The list by Oskar Schindler, the German businessman credited with saving over a thousand Jews from the Nazi gas chambers during World War II, was being auctioned on eBay at a starting price of $3 million, however, the listing did not receive any bids. The auction is now closed.
One of originally seven lists, only four are believed to exist today. This list was being sold by California brokers Gary Zimet and Eric Gazin on behalf of an unidentified owner.
In 2010, the list was sold for $2.2 million by the nephew of Schindler's confidant, Itzhak Stern, to its current owner.
It's thought Stern typed up each of the versions of the list.
The eBay listing was titled "Original Schindler's List from Family of Itzhak Stern Dated April 18, 1945."
Schindler, played by Liam Neeson in the 1993 Oscar-winning film, saved over a thousand lives by opening a factory in Czechoslovakia and sending Jewish refugees to work there.
Itzhak Stern, Schindler's accountant and right hand man, was played by Ben Kingsley in the Academy Award-winning film. Stern, himself a refugee from a Nazi death camp, was among those Schindler included among his lists of those who would be saved.
The list that was for sale included the names of 801 Jewish men and dates back to April 18, 1945. It is 14 onion-skin pages long.

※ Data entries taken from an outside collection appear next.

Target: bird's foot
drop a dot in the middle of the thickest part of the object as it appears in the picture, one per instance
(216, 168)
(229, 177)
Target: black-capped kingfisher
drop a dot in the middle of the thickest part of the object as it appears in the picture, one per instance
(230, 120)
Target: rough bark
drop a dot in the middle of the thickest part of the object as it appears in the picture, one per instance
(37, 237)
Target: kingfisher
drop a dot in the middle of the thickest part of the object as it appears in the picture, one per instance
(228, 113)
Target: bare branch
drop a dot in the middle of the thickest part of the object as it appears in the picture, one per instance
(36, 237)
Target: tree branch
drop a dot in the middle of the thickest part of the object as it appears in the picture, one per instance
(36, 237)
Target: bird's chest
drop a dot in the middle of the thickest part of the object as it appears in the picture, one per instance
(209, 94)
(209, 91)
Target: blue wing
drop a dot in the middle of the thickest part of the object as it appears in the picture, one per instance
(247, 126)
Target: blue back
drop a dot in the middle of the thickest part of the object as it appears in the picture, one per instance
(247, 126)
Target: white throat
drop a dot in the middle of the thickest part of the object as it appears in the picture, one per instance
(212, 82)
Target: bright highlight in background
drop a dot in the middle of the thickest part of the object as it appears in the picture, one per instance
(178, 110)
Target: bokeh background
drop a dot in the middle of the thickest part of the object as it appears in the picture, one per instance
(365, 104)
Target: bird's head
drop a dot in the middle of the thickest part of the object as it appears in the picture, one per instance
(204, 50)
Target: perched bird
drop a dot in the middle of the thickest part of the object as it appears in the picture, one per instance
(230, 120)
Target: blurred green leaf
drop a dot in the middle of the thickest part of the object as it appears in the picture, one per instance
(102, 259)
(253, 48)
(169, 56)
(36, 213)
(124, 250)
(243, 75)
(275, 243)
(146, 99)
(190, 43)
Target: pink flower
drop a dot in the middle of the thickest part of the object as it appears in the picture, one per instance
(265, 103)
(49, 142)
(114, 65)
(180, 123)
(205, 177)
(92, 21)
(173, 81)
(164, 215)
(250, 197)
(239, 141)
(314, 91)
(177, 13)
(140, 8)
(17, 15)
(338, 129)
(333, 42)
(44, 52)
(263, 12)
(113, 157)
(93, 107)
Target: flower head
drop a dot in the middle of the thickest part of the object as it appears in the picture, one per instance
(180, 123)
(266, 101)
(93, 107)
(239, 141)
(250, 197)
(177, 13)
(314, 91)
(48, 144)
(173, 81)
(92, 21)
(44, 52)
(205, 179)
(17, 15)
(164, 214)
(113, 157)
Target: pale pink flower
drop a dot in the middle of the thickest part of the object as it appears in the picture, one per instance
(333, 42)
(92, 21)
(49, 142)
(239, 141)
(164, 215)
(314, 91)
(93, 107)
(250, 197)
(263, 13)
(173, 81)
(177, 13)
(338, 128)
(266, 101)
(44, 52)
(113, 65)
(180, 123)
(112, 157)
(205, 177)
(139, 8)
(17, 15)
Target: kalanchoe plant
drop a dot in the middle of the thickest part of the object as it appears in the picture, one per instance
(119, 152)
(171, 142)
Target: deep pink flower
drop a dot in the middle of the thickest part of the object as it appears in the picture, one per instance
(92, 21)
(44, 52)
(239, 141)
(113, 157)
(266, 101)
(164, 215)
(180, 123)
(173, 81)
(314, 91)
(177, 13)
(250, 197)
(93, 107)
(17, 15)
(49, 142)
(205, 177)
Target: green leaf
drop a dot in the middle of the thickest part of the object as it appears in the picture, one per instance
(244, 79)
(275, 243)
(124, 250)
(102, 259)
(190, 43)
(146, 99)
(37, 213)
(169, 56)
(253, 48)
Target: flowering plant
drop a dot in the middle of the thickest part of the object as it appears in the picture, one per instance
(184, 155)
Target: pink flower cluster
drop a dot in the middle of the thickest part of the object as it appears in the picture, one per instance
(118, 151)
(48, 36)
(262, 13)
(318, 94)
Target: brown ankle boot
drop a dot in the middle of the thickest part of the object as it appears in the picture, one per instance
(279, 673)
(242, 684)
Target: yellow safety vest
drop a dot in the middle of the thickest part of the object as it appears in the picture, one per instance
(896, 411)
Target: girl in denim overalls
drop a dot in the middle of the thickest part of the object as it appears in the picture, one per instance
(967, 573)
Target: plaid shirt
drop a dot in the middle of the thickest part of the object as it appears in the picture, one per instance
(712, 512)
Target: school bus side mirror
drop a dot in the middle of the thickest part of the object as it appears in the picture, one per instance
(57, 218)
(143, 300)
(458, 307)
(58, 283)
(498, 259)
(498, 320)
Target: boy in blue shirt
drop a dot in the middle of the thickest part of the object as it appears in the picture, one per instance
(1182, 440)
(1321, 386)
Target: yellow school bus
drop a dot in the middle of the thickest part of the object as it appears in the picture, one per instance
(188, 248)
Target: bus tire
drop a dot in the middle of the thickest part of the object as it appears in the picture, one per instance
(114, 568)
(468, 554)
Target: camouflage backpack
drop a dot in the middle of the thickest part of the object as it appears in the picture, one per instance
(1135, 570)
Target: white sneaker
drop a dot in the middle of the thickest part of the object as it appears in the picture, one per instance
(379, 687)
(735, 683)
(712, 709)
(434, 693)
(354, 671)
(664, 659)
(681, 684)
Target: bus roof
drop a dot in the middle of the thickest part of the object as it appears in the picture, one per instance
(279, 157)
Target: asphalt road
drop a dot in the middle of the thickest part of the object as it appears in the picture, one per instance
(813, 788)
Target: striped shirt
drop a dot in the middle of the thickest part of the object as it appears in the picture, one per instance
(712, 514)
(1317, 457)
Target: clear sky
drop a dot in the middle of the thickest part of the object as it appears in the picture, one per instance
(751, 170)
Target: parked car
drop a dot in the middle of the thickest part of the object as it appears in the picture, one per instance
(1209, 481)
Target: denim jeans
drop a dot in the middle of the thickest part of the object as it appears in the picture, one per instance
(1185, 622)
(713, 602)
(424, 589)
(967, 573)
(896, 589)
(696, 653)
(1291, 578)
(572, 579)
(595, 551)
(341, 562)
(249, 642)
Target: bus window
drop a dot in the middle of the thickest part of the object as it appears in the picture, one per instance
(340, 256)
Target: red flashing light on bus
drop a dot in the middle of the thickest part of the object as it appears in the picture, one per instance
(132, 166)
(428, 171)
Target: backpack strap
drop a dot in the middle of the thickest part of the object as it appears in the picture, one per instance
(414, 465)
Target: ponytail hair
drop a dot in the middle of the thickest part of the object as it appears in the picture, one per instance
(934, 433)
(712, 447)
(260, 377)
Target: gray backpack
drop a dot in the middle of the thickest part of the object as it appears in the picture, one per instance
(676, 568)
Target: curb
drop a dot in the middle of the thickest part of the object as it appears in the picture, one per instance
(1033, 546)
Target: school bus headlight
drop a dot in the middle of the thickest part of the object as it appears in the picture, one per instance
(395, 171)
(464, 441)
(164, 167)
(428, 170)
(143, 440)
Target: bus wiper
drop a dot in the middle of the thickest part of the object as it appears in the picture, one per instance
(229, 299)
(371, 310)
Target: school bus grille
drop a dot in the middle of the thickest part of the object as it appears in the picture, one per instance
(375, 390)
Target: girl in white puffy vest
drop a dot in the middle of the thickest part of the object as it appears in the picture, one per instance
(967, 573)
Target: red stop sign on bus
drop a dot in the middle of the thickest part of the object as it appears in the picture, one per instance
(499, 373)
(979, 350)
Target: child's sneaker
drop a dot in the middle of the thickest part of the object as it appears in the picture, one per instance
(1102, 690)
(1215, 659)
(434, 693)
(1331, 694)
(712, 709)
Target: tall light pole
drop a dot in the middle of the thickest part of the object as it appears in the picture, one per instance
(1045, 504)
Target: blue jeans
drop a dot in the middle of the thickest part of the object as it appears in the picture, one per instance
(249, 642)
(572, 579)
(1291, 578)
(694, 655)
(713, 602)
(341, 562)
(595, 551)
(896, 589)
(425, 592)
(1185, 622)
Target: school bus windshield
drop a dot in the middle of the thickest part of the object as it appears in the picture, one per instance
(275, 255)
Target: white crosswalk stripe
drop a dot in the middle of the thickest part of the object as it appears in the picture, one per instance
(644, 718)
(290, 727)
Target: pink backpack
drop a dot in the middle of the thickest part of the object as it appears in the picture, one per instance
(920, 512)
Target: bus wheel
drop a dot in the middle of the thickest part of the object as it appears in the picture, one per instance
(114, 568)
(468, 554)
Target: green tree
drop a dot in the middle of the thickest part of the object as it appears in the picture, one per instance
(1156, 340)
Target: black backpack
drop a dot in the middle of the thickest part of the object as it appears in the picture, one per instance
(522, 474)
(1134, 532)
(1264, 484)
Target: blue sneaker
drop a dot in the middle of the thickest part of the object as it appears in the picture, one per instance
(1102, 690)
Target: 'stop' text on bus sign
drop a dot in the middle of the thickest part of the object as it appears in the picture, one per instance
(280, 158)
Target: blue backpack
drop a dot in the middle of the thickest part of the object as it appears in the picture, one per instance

Sharon Horowitz, Executive Director of the Miami Beach memorial said Schindler's list is evidence of one of the worst crimes against mankind in history.
"The documents are proof of what happened during the holocaust," Horowitz said. "The best place for them would be in a museum."
Some said profits from the sale of the Schindler's list should go to help those who escaped the death camps, not into the pockets of a private investor.
"The survivors that are still alive, they're getting elderly," said memorial volunteer, Vicki Einhorn. "They could really use those funds.
Two of the other lists are in the Israeli Holocaust Museum and one is in the U.S. Holocaust Museum in Washington.